Python function calling order

Question

How does Python "read in" a program when you run it? For example, I don't understand why there wouldn't be a NameError: name 'cough' is not defined in the below code:

def main():
    for i in range(3):
        cough()


def cough():
    print('cough')


if __name__ == '__main__':
    main()

Basically, my question can also be stated as why do the above and below programs output the same thing:

def cough():
    print('cough')


def main():
    for i in range(3):
        cough()


if __name__ == '__main__':
    main()

Answer 1

Python is an interpreted language which is executed statement by statement (thanks to viraptor's tip: when compiling to bytecode it happens on whole file + per function)

In this case below the program reads line by line and knows that the function cough() and main() are defined. and later when main() is called Python knows what it is and when main() calls cough() Python knows what it is as well.

def cough():
    print('cough')


def main():
    for i in range(3):
        cough()


if __name__ == '__main__':
    main()

In this other case (below) it is the same thing. just that Python learns what main() function is before cough(). Here you might wonder: "why won't python throw an error since it doesn't know what caugh() is inside main() ? " Good question my friend.
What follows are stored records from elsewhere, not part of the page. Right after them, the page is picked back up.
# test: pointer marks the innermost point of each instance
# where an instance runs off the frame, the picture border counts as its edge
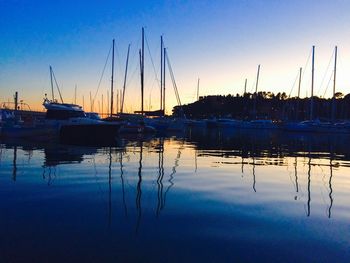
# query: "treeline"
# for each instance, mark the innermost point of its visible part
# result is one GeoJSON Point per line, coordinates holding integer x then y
{"type": "Point", "coordinates": [266, 105]}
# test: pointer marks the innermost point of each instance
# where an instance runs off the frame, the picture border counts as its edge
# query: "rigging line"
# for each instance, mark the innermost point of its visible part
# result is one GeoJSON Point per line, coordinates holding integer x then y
{"type": "Point", "coordinates": [325, 74]}
{"type": "Point", "coordinates": [330, 79]}
{"type": "Point", "coordinates": [296, 78]}
{"type": "Point", "coordinates": [154, 68]}
{"type": "Point", "coordinates": [118, 57]}
{"type": "Point", "coordinates": [306, 64]}
{"type": "Point", "coordinates": [103, 71]}
{"type": "Point", "coordinates": [58, 88]}
{"type": "Point", "coordinates": [173, 80]}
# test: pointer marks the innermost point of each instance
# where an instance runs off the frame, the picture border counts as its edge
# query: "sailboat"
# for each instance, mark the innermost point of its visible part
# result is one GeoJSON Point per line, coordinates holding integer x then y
{"type": "Point", "coordinates": [13, 126]}
{"type": "Point", "coordinates": [73, 125]}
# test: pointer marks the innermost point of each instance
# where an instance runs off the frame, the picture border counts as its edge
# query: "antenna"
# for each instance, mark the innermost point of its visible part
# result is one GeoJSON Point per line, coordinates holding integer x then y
{"type": "Point", "coordinates": [112, 79]}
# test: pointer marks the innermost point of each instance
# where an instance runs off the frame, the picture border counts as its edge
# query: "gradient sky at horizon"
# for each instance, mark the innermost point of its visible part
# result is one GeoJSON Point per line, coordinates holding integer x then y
{"type": "Point", "coordinates": [221, 42]}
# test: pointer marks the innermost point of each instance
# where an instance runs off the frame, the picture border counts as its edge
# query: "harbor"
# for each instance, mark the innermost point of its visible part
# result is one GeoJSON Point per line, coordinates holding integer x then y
{"type": "Point", "coordinates": [174, 131]}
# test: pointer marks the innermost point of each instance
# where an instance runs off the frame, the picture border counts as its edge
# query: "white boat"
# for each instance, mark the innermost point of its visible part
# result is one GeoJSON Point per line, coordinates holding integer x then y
{"type": "Point", "coordinates": [13, 127]}
{"type": "Point", "coordinates": [259, 124]}
{"type": "Point", "coordinates": [228, 123]}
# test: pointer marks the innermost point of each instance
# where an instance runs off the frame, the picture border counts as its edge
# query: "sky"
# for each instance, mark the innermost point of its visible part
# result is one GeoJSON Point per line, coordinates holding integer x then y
{"type": "Point", "coordinates": [222, 42]}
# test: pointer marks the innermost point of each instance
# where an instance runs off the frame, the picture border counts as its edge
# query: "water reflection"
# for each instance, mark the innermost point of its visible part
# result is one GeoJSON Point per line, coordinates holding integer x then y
{"type": "Point", "coordinates": [208, 185]}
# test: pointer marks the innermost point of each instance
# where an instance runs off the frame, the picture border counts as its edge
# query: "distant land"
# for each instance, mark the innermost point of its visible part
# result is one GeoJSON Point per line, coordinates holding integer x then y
{"type": "Point", "coordinates": [266, 105]}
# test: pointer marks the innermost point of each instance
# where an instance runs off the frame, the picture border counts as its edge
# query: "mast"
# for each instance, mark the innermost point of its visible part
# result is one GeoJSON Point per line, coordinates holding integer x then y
{"type": "Point", "coordinates": [125, 75]}
{"type": "Point", "coordinates": [299, 86]}
{"type": "Point", "coordinates": [334, 78]}
{"type": "Point", "coordinates": [142, 64]}
{"type": "Point", "coordinates": [256, 90]}
{"type": "Point", "coordinates": [164, 56]}
{"type": "Point", "coordinates": [117, 101]}
{"type": "Point", "coordinates": [91, 104]}
{"type": "Point", "coordinates": [161, 73]}
{"type": "Point", "coordinates": [75, 94]}
{"type": "Point", "coordinates": [257, 80]}
{"type": "Point", "coordinates": [52, 92]}
{"type": "Point", "coordinates": [198, 89]}
{"type": "Point", "coordinates": [312, 84]}
{"type": "Point", "coordinates": [112, 79]}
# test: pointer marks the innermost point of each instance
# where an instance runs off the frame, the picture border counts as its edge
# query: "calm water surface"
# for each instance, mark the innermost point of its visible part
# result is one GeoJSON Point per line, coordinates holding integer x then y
{"type": "Point", "coordinates": [202, 196]}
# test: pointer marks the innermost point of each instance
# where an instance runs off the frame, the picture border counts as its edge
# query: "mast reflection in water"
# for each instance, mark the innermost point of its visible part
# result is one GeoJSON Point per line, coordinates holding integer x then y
{"type": "Point", "coordinates": [208, 196]}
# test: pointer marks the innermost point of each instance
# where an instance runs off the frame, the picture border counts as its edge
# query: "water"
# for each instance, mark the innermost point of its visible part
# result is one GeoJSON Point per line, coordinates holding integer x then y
{"type": "Point", "coordinates": [202, 196]}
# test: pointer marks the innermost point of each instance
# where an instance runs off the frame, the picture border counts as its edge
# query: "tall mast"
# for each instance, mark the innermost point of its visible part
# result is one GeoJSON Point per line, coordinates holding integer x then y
{"type": "Point", "coordinates": [164, 56]}
{"type": "Point", "coordinates": [52, 92]}
{"type": "Point", "coordinates": [256, 90]}
{"type": "Point", "coordinates": [112, 79]}
{"type": "Point", "coordinates": [117, 101]}
{"type": "Point", "coordinates": [125, 76]}
{"type": "Point", "coordinates": [142, 67]}
{"type": "Point", "coordinates": [312, 84]}
{"type": "Point", "coordinates": [334, 78]}
{"type": "Point", "coordinates": [299, 86]}
{"type": "Point", "coordinates": [198, 89]}
{"type": "Point", "coordinates": [91, 110]}
{"type": "Point", "coordinates": [161, 73]}
{"type": "Point", "coordinates": [257, 80]}
{"type": "Point", "coordinates": [75, 94]}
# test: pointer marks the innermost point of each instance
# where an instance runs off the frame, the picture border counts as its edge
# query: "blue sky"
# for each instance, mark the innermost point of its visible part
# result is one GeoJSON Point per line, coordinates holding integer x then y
{"type": "Point", "coordinates": [221, 42]}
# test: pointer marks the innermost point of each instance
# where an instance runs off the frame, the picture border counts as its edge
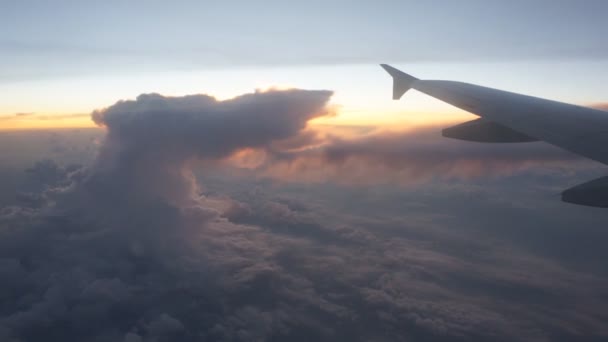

But as long as your function is defined before you call it everything is fine. Because remember Python won't "check" if a function is defined until you call it. so in this case even tho cough() is not defined when python is reading function main() it is ok because we didn't call main() until after cough() is defined below.

def main():
    for i in range(3):
        cough()


def cough():
    print('cough')


if __name__ == '__main__':
    main()

Hope this helps you understand Python better.